Cumhurbaşkanı seçimi için yürütülen kampanya, Türkiye’nin de imzası bulunan bu kararlara teğet bile geçmiyor. İnanılmaz taraflı, eşitlikten uzak, demokrasiye aykırı. Türkiye bu kararlara uymayı taahhüt etmişken, Yüksek Seçim Kurulu neden müdahale edemiyor? RTÜK neden harekete geçemiyor? Onların sessizliği otoriter baskının kanıtı. Bu kurallar ortada, YSK ve RTÜK ve kampanya burada. YSK ve RTÜK mü, gerçekten burada mı?
Al sana Batı’da seçim
Demokratik kampanyanın örnekleri var.
Üçüncü bir uyarı daha gelince, RTÜK’ün önerisiyle hükümet TRT Genel Müdürü Tayfun Akgüner’i görevden alıyor, 1996 Eylül.

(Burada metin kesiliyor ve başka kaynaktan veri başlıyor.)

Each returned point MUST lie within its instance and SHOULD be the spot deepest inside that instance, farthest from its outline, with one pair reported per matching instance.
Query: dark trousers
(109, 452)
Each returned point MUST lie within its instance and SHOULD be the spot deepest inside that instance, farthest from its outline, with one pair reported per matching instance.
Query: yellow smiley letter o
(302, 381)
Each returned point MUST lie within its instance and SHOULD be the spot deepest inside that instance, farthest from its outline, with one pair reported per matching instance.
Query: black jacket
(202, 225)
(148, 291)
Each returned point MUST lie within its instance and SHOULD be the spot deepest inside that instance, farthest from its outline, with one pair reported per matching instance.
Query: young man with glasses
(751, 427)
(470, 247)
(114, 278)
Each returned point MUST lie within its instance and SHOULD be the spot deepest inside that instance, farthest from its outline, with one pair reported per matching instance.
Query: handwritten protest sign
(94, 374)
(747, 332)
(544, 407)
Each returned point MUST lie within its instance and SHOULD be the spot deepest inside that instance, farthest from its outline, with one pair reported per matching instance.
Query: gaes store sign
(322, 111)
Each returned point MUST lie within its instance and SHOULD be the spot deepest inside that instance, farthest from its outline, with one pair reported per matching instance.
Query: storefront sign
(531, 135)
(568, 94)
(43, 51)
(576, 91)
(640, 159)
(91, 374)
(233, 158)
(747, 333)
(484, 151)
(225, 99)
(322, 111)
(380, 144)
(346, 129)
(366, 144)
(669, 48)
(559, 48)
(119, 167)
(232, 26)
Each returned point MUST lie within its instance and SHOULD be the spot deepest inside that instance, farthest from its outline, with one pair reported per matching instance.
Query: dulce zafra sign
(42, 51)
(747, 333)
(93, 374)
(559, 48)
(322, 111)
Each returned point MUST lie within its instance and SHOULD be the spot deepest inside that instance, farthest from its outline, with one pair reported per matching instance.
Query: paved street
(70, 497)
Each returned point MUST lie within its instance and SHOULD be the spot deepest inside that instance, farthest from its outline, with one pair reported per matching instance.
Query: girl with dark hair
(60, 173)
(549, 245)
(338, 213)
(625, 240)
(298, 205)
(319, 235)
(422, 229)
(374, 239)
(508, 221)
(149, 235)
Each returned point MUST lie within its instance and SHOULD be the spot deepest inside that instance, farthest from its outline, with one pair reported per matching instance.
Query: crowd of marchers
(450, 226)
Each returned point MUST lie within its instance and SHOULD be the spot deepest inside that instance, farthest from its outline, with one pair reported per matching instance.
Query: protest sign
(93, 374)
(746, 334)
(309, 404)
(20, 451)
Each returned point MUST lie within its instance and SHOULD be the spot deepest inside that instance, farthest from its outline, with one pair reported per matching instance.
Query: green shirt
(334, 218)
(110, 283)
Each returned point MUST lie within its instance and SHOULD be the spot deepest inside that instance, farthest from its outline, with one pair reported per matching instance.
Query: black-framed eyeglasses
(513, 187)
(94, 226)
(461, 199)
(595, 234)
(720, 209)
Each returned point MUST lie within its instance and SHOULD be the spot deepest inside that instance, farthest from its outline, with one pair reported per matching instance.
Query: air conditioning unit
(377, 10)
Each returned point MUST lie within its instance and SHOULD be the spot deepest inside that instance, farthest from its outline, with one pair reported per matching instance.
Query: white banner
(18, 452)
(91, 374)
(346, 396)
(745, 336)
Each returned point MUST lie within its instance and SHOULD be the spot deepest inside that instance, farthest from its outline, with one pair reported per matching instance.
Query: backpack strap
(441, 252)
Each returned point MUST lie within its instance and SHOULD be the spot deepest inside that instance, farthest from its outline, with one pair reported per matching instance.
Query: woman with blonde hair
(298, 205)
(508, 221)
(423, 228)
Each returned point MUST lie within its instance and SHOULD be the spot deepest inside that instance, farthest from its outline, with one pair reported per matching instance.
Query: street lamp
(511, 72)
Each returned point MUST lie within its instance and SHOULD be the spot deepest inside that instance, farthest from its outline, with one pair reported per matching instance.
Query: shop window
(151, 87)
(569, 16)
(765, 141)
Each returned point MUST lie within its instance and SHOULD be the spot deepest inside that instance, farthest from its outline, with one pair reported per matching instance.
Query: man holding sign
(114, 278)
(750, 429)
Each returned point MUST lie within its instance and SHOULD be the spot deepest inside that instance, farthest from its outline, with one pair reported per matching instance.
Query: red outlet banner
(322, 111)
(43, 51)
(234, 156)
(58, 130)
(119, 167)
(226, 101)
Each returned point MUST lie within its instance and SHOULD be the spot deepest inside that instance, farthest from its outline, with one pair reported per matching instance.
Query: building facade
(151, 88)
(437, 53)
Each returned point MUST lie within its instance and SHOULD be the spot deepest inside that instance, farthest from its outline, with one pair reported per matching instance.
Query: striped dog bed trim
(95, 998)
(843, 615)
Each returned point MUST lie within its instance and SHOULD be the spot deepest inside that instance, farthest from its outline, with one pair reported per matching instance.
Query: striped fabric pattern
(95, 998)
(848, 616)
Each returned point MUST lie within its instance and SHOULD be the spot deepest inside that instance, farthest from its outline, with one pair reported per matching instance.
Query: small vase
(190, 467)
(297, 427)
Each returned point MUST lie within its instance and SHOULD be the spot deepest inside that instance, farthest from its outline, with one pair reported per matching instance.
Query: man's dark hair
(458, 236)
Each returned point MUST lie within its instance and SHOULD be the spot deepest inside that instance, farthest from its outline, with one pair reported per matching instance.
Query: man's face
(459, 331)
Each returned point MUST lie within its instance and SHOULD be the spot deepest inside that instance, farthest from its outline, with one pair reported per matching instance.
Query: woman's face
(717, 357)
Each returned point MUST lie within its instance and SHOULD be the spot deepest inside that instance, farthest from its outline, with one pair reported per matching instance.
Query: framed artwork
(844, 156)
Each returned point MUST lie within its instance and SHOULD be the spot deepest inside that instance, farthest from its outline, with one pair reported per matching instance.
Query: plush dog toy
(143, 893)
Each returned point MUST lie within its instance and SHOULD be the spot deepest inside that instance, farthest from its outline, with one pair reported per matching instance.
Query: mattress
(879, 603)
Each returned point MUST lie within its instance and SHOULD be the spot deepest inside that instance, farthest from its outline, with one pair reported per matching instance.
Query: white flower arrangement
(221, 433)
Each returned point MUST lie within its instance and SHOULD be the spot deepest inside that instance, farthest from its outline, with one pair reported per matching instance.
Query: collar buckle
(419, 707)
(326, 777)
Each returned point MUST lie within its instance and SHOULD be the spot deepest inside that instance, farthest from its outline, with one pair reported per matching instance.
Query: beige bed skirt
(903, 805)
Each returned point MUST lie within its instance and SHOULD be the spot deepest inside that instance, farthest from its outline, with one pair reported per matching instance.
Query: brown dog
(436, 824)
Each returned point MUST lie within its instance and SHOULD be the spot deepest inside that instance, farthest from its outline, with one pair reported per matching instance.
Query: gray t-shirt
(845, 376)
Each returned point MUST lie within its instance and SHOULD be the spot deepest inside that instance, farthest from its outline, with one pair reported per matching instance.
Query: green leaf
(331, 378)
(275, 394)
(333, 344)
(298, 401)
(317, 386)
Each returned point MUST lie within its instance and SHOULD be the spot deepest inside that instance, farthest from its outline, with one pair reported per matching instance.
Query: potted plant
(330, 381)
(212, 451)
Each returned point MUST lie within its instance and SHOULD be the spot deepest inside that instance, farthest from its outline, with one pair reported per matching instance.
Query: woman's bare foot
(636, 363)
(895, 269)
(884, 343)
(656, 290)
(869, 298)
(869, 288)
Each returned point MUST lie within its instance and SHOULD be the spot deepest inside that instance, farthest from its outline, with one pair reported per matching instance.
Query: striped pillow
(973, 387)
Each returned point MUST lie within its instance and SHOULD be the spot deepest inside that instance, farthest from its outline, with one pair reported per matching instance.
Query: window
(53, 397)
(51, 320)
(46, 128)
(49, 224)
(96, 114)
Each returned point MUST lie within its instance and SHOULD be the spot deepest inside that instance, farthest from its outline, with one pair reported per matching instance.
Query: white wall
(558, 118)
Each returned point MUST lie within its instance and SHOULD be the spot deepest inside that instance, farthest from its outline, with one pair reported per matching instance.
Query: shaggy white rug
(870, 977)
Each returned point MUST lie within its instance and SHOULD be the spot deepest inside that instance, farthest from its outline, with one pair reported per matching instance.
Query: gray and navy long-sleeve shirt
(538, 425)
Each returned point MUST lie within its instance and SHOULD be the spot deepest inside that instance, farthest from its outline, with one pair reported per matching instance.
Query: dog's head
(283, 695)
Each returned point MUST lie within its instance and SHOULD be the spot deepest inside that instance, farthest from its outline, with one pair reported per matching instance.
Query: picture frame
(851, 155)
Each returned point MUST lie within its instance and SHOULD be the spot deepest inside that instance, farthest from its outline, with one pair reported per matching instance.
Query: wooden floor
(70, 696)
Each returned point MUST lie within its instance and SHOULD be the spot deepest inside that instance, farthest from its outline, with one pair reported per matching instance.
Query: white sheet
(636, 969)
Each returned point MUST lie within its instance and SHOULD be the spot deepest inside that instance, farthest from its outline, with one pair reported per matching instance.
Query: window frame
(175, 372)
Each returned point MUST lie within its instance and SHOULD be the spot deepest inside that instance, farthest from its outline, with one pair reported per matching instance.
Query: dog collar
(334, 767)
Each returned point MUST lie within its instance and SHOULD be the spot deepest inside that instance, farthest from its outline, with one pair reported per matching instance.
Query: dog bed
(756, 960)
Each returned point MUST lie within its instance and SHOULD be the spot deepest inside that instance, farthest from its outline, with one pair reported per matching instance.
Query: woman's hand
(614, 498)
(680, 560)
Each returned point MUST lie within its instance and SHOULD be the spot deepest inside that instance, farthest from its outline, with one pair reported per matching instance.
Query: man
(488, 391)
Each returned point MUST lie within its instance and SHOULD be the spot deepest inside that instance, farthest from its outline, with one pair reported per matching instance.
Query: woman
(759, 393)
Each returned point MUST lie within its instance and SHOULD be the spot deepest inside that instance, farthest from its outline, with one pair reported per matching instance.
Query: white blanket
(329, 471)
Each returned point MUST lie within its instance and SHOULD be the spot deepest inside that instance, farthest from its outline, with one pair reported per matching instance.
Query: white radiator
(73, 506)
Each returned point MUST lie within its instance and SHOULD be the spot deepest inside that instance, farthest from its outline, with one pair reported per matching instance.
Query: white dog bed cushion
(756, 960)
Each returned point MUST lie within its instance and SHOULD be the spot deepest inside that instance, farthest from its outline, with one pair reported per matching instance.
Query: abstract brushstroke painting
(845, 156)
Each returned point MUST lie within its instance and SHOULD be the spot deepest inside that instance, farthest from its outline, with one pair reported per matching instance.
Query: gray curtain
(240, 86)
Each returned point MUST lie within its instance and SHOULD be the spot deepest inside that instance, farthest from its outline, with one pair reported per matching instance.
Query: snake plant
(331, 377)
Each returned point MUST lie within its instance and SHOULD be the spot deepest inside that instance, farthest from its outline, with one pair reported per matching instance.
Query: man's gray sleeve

Görevden alan Refahyol hükümeti, Başbakan Erbakan. Erbakan bunlardan daha adil, TRT’nin tarafsızlığına daha çok dikkat ediyor.
Uyarı gerekçeleri günümüz açısından akla bile gelmez. İlk uyarı gerekçesi, o sırada iktidar ortağı olan “DYP’nin Meclis dışı toplantısını yayınlamak”. Ohooo, bugün hangi Meclis dışı, Hazret nereye adım atsa, nerede bir çift laf etse, anında canlı yayında.
İkinci uyarı gerekçesi bugün daha komik. “Başbakan Erbakan Ulusa Sesleniş konuşmasında siyasi partiler arasında eşitliğe özen göstermiyor, TRT bunu yayınlıyor”. Bugün hangi parti, ne özeni, Hazret her ağzını açtığında, muhalefeti yerden yere vuruyor, hem de ne üslupla. Bu küçük örnek bile, 1996-2014 demokraside geldiğimiz yerin aynası. Devletin iktidar partisine dönüşmesinin küçük bir örneği.
SÜRELER KOMİK
Bugün cumhurbaşkanı seçimi var, TRT’nin adaylara tanıdığı süreye bakın, Selahattin Demirtaş’ın YSK’ya itiraz başvurusundan aktarıyorum:
TRT Türk: Erdoğan 305, İhsanoğlu ve Demirtaş 0 dakika.